The Baden deal had ended up being more complicated than he’d anticipated. Luis had been introduced to Willie through his wife, Valentina, who grew up in Mexico City and who often attended the same charity functions that he did. As two committed philanthropists with a common tragedy in their pasts – Valentina’s younger sister had ‘disappeared’ in her teens, never to be seen again, at the exact same age that Luis’s beloved sister, Carlotta, had lost her life to drugs – Luis and Valentina had instantly understood one another. As a result, he’d expected business with Willie to be plain sailing. Unfortunately, the man’s greed had made negotiations difficult. Willie was attempting to play hardball. But when push came to shove, no one’s balls were harder than Luis Rodriguez’s. He could be generous and compassionate, qualities that had won him an adoring fan base amongst the city’s poor. But he remained a street-fighter at heart.

Nonetheless, he was anxious about the trip. The streets of LA were Willie Baden’s streets, not his, and the rules of warfare were different there.

His nerves were one of the reasons, probably the main one, that Luis had needed sex this afternoon. Isabella’s attentions had been a distraction and a release.
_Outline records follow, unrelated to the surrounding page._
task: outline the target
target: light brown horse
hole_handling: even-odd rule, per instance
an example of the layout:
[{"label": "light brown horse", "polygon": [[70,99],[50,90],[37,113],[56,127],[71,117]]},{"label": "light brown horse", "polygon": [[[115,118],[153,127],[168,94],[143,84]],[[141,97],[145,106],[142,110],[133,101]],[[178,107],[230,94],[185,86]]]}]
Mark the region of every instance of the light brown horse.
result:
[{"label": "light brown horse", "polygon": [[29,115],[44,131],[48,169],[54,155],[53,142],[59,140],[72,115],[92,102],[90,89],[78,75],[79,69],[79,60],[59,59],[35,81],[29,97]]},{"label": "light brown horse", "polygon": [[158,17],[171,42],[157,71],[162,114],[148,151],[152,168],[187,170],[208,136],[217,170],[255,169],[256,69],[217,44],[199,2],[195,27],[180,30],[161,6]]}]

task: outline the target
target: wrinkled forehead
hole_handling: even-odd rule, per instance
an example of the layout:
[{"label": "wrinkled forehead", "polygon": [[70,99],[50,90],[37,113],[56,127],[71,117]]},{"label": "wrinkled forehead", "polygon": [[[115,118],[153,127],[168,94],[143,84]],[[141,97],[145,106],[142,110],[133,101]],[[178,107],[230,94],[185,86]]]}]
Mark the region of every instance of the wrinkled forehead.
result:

He tried to analyze his fears, as he tried to analyze everything. The Baden deal was a part of it, for sure. A bigger part was the fact that this would be the first time in some years that he had set foot on US soil, an event that always raised his stress levels, but that felt even more unpleasant than usual now, amid the new political climate in Washington. This wasn’t a good time to be an extremely rich Mexican national, known to the FBI, however decent and honorable your intentions might be. It didn’t matter to the American Government that you’d donated millions of dollars to drug rehabilitation charities and other worthy civic causes. It didn’t matter that you were part of the solution in Mexico. Once you were a mark

ed man, that was it. They hated you.

Bastards! What was it about Americans that made them so envious of success in others, no matter how hard those others might have worked to earn it? Luis Rodriguez was a businessman, pure and simple. The way he saw it, his only ‘crime’ had been to succeed. Half of Mexico City already belonged to him and the other half would one day, yet he had come up from nothing, from less than nothing. Dirt poverty of a kind that most ordinary Americans couldn’t even imagine.
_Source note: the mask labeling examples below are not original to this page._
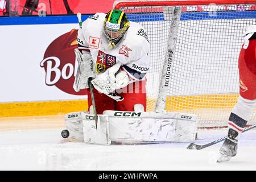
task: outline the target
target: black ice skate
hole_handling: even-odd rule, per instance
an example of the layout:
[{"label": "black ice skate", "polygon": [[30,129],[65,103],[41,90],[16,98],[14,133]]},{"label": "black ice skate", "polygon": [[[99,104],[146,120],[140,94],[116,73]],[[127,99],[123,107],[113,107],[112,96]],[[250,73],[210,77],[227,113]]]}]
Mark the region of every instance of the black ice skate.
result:
[{"label": "black ice skate", "polygon": [[220,149],[220,155],[217,159],[218,162],[229,161],[237,155],[238,140],[236,138],[238,135],[237,131],[229,129],[228,136]]}]

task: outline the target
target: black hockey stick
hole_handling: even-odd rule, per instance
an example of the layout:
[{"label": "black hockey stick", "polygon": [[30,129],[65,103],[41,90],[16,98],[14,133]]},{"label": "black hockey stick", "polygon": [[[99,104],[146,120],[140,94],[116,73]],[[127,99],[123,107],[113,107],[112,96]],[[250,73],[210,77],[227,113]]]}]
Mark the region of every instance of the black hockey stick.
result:
[{"label": "black hockey stick", "polygon": [[89,87],[90,88],[90,97],[92,97],[92,103],[93,107],[93,113],[94,114],[95,125],[97,130],[97,124],[98,123],[98,116],[97,115],[96,105],[95,104],[94,95],[93,94],[93,85],[92,84],[92,78],[89,78]]},{"label": "black hockey stick", "polygon": [[[249,126],[248,127],[246,127],[242,133],[243,133],[243,132],[249,131],[250,130],[251,130],[252,129],[253,129],[253,128],[254,128],[255,127],[256,127],[256,124],[251,125],[251,126]],[[221,142],[223,141],[224,140],[225,140],[225,138],[226,138],[226,136],[221,138],[220,138],[220,139],[217,139],[217,140],[216,140],[215,141],[213,141],[213,142],[212,142],[210,143],[207,143],[207,144],[203,144],[203,145],[196,144],[195,144],[193,143],[191,143],[187,147],[187,149],[189,149],[189,150],[201,150],[201,149],[208,147],[209,146],[214,145],[214,144],[215,144],[216,143],[218,143],[219,142]]]}]

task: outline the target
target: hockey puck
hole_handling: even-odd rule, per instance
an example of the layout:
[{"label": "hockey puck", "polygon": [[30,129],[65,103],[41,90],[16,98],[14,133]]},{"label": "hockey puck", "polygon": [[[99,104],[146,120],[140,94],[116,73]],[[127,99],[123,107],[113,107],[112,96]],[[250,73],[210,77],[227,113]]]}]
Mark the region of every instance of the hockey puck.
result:
[{"label": "hockey puck", "polygon": [[61,131],[61,136],[67,138],[69,136],[69,131],[67,130],[63,130]]}]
‘You look stressed, baby. Let me help.’ The girl had crept up behind him and was attempting to massage his bull-like shoulders with her long, bony fingers. She smelled of some heavy, musky perfume and sex. Like a fish dipped in patchouli. Luis felt revulsion, his earlier desire utterly spent and his excellent lobster linguini churning violently in his gut.

‘You have to go now. I need to work.’

‘Really?’ she pouted. But the look on his face answered her question succinctly and she took the hint. ‘OK, baby. Well, you’ve got my number. See you soon.’

Luis didn’t even look up as she sashayed out in ridiculously high wedge heels, her narrow hips swinging along with her waist-length hair. Stupid whore. He longed for his wife like a child longing for its mother. Everything was worse since she left him.

As soon as the girl had gone, Marisol, his secretary, stuck her loyal, unattractive head around the door. ‘The Colombian delegation has arrived, Mr Rodriguez. Should I show them up or do you need a few minutes?’

Luis smiled. He loved Marisol for her tact and discretion. He paid her well, but at the same time he knew that her loyalty ran deeper than money.